My credit card was stolen a few months back. I was told by the company not to pay my credit card bill under any circumstances until they told me that the situation was cleared. They canceled my old card and issued a new one. I filed a police report and filled out all of the necessary paperwork for my card. No one called me. I waited and waited and called them several times.
Credit man: It may take weeks to clear this up
Me: But may I pay my card yet?
Credit man: NOOOO! NEVER PAY IT until we say so.
Me: Really? I hate having a balance, what about late fees?
Credit man: all late fees will be covered by the company. Just wait for us.

One month went by with similar interactions. I didn't use my card or pay it off (even though it killed me to have a balance). I also get these cards to buy clothes at my favorite store. It's the reason I use my credit card. I earn cash to spend at my store by charging my monthly expenses and paying it all off each month so I have no interest. Well, I had $60 to spend and they all expired before my card stuff was cleared up. They wouldn't let me use them without my card and I wasn't going to use it until it was cleared up.

Finally I got a bill in the mail saying I owed the credit card money. I received zero phone calls from the company telling me my progress. I called them and asked if I should pay it.
Credit man: Of course!
Me: But you said you'd call me and tell me I was supposed to pay it.
Credit man: You should pay this.
Me: Have all of the fraudulent charges been cleared?
Credit man: Yes.
Me: What about late fees.
Credit man: (with frustration) Of course we covered those.
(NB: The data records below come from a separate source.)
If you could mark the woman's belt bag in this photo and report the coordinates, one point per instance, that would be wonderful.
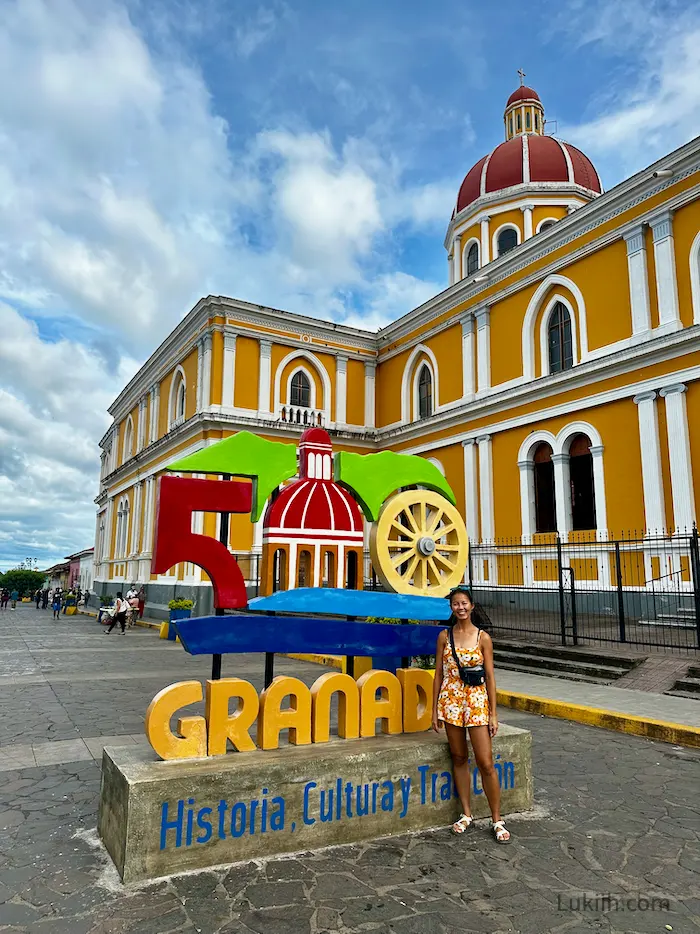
(473, 675)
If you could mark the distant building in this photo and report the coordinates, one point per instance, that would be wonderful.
(555, 381)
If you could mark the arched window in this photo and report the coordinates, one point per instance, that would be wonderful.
(425, 392)
(300, 390)
(472, 259)
(279, 570)
(545, 504)
(507, 239)
(561, 355)
(351, 571)
(304, 572)
(583, 515)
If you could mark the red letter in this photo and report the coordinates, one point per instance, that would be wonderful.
(175, 541)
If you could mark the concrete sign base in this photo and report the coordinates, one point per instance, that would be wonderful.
(158, 818)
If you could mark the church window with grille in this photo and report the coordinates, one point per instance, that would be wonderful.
(300, 390)
(425, 393)
(472, 259)
(561, 355)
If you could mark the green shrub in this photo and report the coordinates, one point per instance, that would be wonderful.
(181, 604)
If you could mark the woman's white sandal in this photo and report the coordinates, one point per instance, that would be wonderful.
(463, 823)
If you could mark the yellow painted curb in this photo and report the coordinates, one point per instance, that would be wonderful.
(676, 733)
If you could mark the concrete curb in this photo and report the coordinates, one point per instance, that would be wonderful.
(676, 733)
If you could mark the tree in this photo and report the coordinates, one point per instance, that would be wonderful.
(23, 581)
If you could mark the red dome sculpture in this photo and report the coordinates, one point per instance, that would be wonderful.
(314, 507)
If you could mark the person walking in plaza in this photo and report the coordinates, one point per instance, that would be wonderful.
(141, 596)
(464, 701)
(121, 608)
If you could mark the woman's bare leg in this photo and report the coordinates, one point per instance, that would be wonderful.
(457, 738)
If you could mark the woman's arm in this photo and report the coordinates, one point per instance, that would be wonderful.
(437, 680)
(487, 649)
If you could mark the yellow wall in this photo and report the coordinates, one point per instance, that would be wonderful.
(245, 394)
(356, 392)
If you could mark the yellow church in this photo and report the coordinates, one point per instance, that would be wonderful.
(554, 382)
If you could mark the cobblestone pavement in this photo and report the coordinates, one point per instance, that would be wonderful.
(617, 815)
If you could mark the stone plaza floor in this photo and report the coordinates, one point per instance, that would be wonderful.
(615, 816)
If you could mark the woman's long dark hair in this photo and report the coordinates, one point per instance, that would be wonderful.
(479, 616)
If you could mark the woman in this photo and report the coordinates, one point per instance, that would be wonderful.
(464, 653)
(121, 608)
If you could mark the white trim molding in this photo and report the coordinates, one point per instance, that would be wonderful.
(533, 308)
(695, 277)
(409, 382)
(682, 490)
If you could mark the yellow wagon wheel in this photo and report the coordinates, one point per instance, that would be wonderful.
(419, 544)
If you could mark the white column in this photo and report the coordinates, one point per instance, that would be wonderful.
(483, 349)
(527, 515)
(652, 479)
(370, 373)
(562, 494)
(265, 376)
(471, 491)
(468, 357)
(141, 432)
(665, 262)
(486, 488)
(155, 407)
(107, 541)
(682, 489)
(206, 372)
(229, 374)
(601, 513)
(457, 257)
(488, 531)
(639, 286)
(485, 249)
(341, 390)
(200, 371)
(136, 519)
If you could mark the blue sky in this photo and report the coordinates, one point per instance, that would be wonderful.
(303, 154)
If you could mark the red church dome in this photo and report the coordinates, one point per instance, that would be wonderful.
(528, 158)
(314, 507)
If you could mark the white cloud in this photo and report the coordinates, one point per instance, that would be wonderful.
(652, 107)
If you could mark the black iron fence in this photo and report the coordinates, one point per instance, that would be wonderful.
(638, 590)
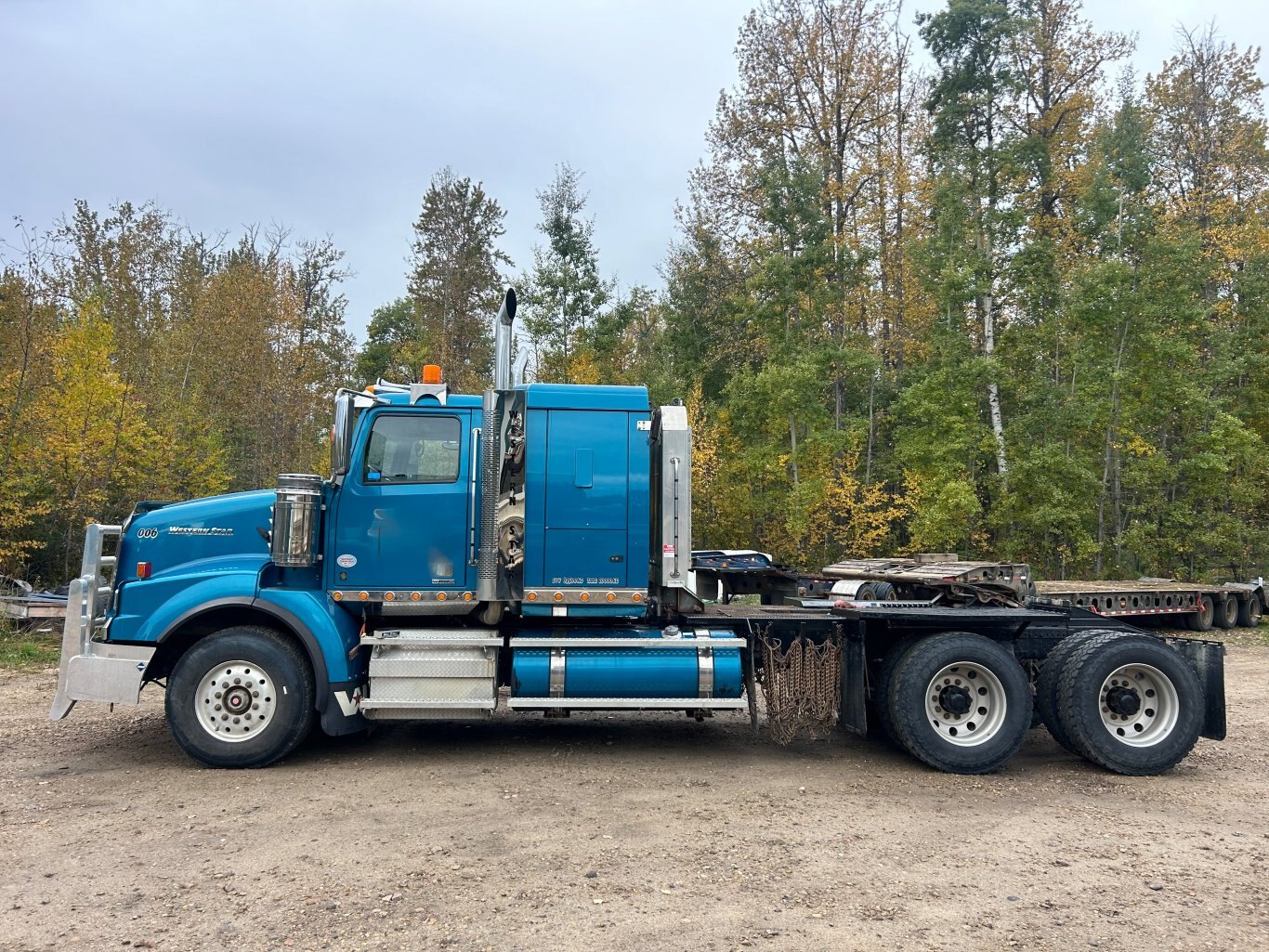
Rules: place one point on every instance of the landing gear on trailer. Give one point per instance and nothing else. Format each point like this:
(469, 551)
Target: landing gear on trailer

I wrote a check covering the entire balance and breathed a sigh of relief that I could now have a zero balance...until I checked this month's statement. They apparently left off a thousand dollars from my payment check even though I wrote it for the full balance. They charged me a late fee and interest for the following month. I'm a math teacher...I know the pains of credit card interest and I make special care to not pay any extra. I want to work the system for my benefit. I was so mad.
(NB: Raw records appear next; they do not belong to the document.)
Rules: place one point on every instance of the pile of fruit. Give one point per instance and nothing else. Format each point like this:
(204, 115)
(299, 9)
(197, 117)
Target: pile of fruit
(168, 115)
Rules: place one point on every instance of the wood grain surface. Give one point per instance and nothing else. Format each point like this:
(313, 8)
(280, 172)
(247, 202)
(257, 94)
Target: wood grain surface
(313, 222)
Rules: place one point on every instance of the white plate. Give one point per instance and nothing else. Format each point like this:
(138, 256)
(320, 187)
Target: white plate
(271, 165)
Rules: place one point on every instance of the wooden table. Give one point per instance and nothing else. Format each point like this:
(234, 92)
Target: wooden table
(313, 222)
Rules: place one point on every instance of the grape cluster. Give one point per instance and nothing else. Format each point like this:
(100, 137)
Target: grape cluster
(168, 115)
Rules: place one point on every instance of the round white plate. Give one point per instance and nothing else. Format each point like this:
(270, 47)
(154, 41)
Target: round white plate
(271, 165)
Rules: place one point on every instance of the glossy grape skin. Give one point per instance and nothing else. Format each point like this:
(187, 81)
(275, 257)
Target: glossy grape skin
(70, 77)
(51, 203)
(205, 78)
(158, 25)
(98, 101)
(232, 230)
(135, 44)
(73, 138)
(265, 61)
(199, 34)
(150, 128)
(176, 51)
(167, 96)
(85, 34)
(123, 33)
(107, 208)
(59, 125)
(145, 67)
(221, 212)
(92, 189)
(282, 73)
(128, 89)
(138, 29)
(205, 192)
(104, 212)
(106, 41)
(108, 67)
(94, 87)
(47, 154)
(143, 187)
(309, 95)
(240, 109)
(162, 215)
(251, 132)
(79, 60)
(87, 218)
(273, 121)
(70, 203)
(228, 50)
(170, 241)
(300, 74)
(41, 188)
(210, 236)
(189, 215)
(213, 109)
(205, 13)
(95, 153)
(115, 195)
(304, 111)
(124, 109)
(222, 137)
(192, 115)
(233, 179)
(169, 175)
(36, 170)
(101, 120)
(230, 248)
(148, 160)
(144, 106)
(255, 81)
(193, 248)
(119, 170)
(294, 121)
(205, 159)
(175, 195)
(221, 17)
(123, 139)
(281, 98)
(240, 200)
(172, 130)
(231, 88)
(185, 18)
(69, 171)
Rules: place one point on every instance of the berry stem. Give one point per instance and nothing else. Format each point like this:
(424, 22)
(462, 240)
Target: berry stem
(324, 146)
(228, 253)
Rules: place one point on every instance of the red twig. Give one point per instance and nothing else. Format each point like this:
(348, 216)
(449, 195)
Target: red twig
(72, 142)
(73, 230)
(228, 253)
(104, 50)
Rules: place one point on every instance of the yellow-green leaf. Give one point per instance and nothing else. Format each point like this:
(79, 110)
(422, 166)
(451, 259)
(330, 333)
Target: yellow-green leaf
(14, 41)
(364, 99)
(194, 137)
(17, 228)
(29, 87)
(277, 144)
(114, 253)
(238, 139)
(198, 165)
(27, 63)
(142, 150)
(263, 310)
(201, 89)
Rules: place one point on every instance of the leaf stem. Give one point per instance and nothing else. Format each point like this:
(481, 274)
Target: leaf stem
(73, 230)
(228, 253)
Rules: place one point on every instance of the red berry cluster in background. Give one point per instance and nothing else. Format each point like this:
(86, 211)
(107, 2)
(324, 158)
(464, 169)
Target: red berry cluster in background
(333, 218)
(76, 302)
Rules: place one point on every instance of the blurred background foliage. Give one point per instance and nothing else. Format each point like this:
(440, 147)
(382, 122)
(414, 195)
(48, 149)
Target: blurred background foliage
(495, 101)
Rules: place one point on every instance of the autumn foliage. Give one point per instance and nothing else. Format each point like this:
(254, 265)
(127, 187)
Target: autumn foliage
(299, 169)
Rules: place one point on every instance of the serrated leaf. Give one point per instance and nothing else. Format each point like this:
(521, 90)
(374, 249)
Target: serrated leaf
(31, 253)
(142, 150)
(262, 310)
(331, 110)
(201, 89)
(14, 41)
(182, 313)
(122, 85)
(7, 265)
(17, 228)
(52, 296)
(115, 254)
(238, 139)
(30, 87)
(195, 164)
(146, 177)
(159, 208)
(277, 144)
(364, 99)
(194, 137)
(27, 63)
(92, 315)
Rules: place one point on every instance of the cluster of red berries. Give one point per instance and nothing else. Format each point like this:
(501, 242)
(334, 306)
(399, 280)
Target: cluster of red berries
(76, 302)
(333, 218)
So I called the credit card company and explained what happened.
Credit Lady: I'm so sorry. I see right here the clerical error. Just write us a check for the remaining balance and it will ok.
Me: But I want the interest removed.
Credit Lady: Of course.
Me: And I was promised that I wouldn't have to pay a late fee.
Credit Lady: I will remove that too.

Suddenly I felt empowered. I could simply ask for what I wanted and it was given to me. Is this how bold people feel all the time. I thought I should just go for it and ask about the $60 I had lost in the process.

Me: What about the $60
Credit Lady: Oh, I'm afraid I can't do anything about that.
Me: But I was unable to use the card points until this was all cleared up and they expired in the interim.
Credit Lady: I'm not able to do anything about that.

I could feel myself folding. I didn't want to be rude. What right had I to demand anything. I should just be thankful for what I had accomplished and hang up. But then I did something that shocked even me.

Me: Could your supervisor authorize that?
Credit Lady: Yes, let me transfer you.

Oh, yeah. I asked to speak with a supervisor and I got it all arranged. It's going to take another 8 weeks, but I'm going to get my money back! So in all, I saved myself $120 by being bold and assertive. I think that's all I have left in me for the year though, so it better not happen again. Baby steps...baby steps.

1 comment:

Cathy said...

If I love phone calls like this ... does that make me sick? I have no problems demanding what's owed me and asking for what isn't "owed" but would be good customer service. And if all else fails ... say you're going to switch to their competitor ... they'll give you the world!

And good job keeping the money in your checking account so you could pay the whole balance once you were allowed to ... that's where they stick most people I'm sure.